Under the new rules, teams will be able to drop four places in the lottery. Previously teams could drop no more than three places, meaning that the worst team in the league would be guaranteed to pick in the top four. Now, in that same scenario, the team could fall as far as No. 5.
Beyond that, however, the odds of each team’s ping pong balls being selected have flattened dramatically, as portrayed in a tweet from Adrian Wojnarowski. Not only do the three worst teams have a lesser chance of winning the lottery, but there’s no longer any difference between finishing last, second-last or third-last when it comes to odds for the No. 1 pick.
In contrast, the team with the fourth-greatest shot at winning the lottery (ie; the fourth-worst team in the NBA) now has a better chance of landing the top pick, as does every team that finished ahead of it in the regular season with the exception of the best team in the lottery (which has the same odds as it had previously).
To demonstrate the point, consider the change in fortune that will await whatever team finishes ninth-last in the 2018/19 season. Whereas last season’s Mavs finished ninth-last and received a 2.8% chance of winning the lottery and a 10% chance of landing a top-three pick, under the new rules that team would have a 6% chance of winning the lottery and a 15% chance of landing a top-three pick.

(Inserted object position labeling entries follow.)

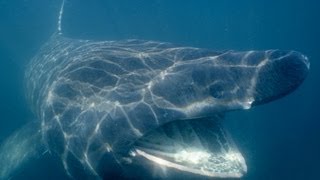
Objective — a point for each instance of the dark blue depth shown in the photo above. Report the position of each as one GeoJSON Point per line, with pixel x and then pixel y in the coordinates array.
{"type": "Point", "coordinates": [279, 140]}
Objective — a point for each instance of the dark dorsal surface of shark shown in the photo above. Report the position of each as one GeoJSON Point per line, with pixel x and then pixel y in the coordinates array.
{"type": "Point", "coordinates": [108, 107]}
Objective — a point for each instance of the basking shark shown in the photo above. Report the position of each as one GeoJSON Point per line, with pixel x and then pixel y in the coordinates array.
{"type": "Point", "coordinates": [108, 108]}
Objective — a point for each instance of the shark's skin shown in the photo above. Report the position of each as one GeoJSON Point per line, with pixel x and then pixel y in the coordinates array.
{"type": "Point", "coordinates": [107, 107]}
{"type": "Point", "coordinates": [97, 99]}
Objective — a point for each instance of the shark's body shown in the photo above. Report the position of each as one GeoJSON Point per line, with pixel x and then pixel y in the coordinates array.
{"type": "Point", "coordinates": [107, 105]}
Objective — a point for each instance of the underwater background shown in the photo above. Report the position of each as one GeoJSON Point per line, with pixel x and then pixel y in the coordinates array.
{"type": "Point", "coordinates": [279, 140]}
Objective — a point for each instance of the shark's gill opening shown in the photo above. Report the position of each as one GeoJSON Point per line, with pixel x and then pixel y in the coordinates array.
{"type": "Point", "coordinates": [195, 146]}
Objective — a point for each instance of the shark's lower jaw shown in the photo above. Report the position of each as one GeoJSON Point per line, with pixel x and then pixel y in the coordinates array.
{"type": "Point", "coordinates": [197, 147]}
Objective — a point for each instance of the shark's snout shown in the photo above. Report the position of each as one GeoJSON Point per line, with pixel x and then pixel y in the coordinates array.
{"type": "Point", "coordinates": [283, 73]}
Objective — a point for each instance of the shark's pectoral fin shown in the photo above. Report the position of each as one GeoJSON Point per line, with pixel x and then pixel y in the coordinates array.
{"type": "Point", "coordinates": [197, 146]}
{"type": "Point", "coordinates": [20, 147]}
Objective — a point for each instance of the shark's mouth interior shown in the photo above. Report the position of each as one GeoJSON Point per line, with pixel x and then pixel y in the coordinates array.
{"type": "Point", "coordinates": [197, 146]}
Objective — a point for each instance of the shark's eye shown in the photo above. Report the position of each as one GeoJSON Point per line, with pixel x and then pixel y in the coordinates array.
{"type": "Point", "coordinates": [217, 90]}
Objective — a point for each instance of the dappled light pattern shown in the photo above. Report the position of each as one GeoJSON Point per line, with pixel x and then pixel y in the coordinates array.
{"type": "Point", "coordinates": [95, 99]}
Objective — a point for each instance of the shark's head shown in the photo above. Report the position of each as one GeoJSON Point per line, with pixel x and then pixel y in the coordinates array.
{"type": "Point", "coordinates": [280, 75]}
{"type": "Point", "coordinates": [232, 80]}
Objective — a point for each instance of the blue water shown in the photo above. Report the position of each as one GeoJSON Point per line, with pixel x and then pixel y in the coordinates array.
{"type": "Point", "coordinates": [279, 140]}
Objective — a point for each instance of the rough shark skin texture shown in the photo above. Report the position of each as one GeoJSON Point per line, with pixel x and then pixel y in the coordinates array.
{"type": "Point", "coordinates": [98, 98]}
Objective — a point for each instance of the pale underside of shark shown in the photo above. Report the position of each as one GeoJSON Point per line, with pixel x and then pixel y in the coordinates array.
{"type": "Point", "coordinates": [118, 106]}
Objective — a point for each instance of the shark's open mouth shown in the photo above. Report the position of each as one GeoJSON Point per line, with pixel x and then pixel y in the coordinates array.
{"type": "Point", "coordinates": [197, 146]}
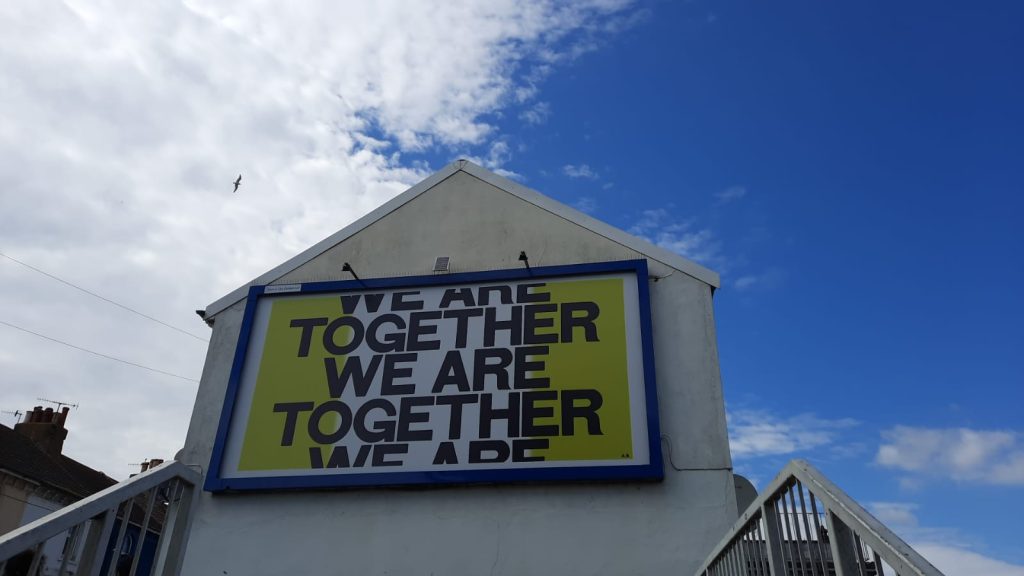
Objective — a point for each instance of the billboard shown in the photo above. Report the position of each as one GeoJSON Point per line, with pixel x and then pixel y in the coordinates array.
{"type": "Point", "coordinates": [523, 374]}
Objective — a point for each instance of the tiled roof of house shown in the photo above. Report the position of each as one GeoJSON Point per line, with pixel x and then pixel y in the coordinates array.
{"type": "Point", "coordinates": [19, 455]}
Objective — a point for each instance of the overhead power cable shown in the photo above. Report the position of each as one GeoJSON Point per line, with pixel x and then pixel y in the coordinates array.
{"type": "Point", "coordinates": [105, 299]}
{"type": "Point", "coordinates": [100, 355]}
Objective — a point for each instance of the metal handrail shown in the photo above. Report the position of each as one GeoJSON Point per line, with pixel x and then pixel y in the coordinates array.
{"type": "Point", "coordinates": [172, 485]}
{"type": "Point", "coordinates": [775, 536]}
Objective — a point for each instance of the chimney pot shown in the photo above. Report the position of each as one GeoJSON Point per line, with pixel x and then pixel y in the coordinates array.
{"type": "Point", "coordinates": [44, 429]}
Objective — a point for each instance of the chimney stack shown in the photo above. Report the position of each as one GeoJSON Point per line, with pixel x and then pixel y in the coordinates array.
{"type": "Point", "coordinates": [46, 428]}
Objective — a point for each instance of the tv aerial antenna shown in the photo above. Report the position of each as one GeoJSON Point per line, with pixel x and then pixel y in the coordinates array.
{"type": "Point", "coordinates": [16, 413]}
{"type": "Point", "coordinates": [57, 403]}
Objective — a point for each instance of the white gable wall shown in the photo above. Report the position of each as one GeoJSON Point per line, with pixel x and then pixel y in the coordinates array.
{"type": "Point", "coordinates": [621, 528]}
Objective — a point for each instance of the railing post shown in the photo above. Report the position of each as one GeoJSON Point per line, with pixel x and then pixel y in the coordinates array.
{"type": "Point", "coordinates": [773, 540]}
{"type": "Point", "coordinates": [843, 546]}
{"type": "Point", "coordinates": [179, 516]}
{"type": "Point", "coordinates": [95, 543]}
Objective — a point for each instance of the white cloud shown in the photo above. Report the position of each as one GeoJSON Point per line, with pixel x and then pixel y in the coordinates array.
{"type": "Point", "coordinates": [537, 114]}
{"type": "Point", "coordinates": [894, 513]}
{"type": "Point", "coordinates": [947, 549]}
{"type": "Point", "coordinates": [953, 561]}
{"type": "Point", "coordinates": [730, 194]}
{"type": "Point", "coordinates": [125, 127]}
{"type": "Point", "coordinates": [962, 454]}
{"type": "Point", "coordinates": [756, 433]}
{"type": "Point", "coordinates": [586, 204]}
{"type": "Point", "coordinates": [657, 227]}
{"type": "Point", "coordinates": [581, 171]}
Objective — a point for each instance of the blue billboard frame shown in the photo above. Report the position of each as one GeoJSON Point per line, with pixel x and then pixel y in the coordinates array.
{"type": "Point", "coordinates": [651, 471]}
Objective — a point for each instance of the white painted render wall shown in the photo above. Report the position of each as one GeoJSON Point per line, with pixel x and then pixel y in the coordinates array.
{"type": "Point", "coordinates": [586, 529]}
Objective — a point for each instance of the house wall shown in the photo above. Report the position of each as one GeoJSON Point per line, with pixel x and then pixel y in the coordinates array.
{"type": "Point", "coordinates": [612, 528]}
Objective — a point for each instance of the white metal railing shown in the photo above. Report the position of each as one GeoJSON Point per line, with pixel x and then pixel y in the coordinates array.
{"type": "Point", "coordinates": [803, 525]}
{"type": "Point", "coordinates": [152, 511]}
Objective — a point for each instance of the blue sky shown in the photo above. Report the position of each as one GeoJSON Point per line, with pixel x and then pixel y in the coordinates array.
{"type": "Point", "coordinates": [858, 171]}
{"type": "Point", "coordinates": [853, 171]}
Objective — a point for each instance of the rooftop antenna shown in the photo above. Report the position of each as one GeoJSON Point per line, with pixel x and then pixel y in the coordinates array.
{"type": "Point", "coordinates": [16, 413]}
{"type": "Point", "coordinates": [58, 404]}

All told, much of the incentive that middle-of-the-pack lottery clubs had of embracing a full-out tank and dropping to the bottom of the league has been reduced. Now the worst team in the league will have a 40% chance of landing a top-three pick as opposed to the 64% chance it previously had. That same team will now have a 14% chance of landing the No. 1 overall pick (vs. the 25% chance it had previously).
For a pick-by-pick breakdown of the probability changes, refer to the chart in the Wojnarowski tweet.
Another proposal formally approved by the league is one that extends commissioner Adam Silver’s authority to potentially fine teams for resting players in nationally televised games or in other select scenarios.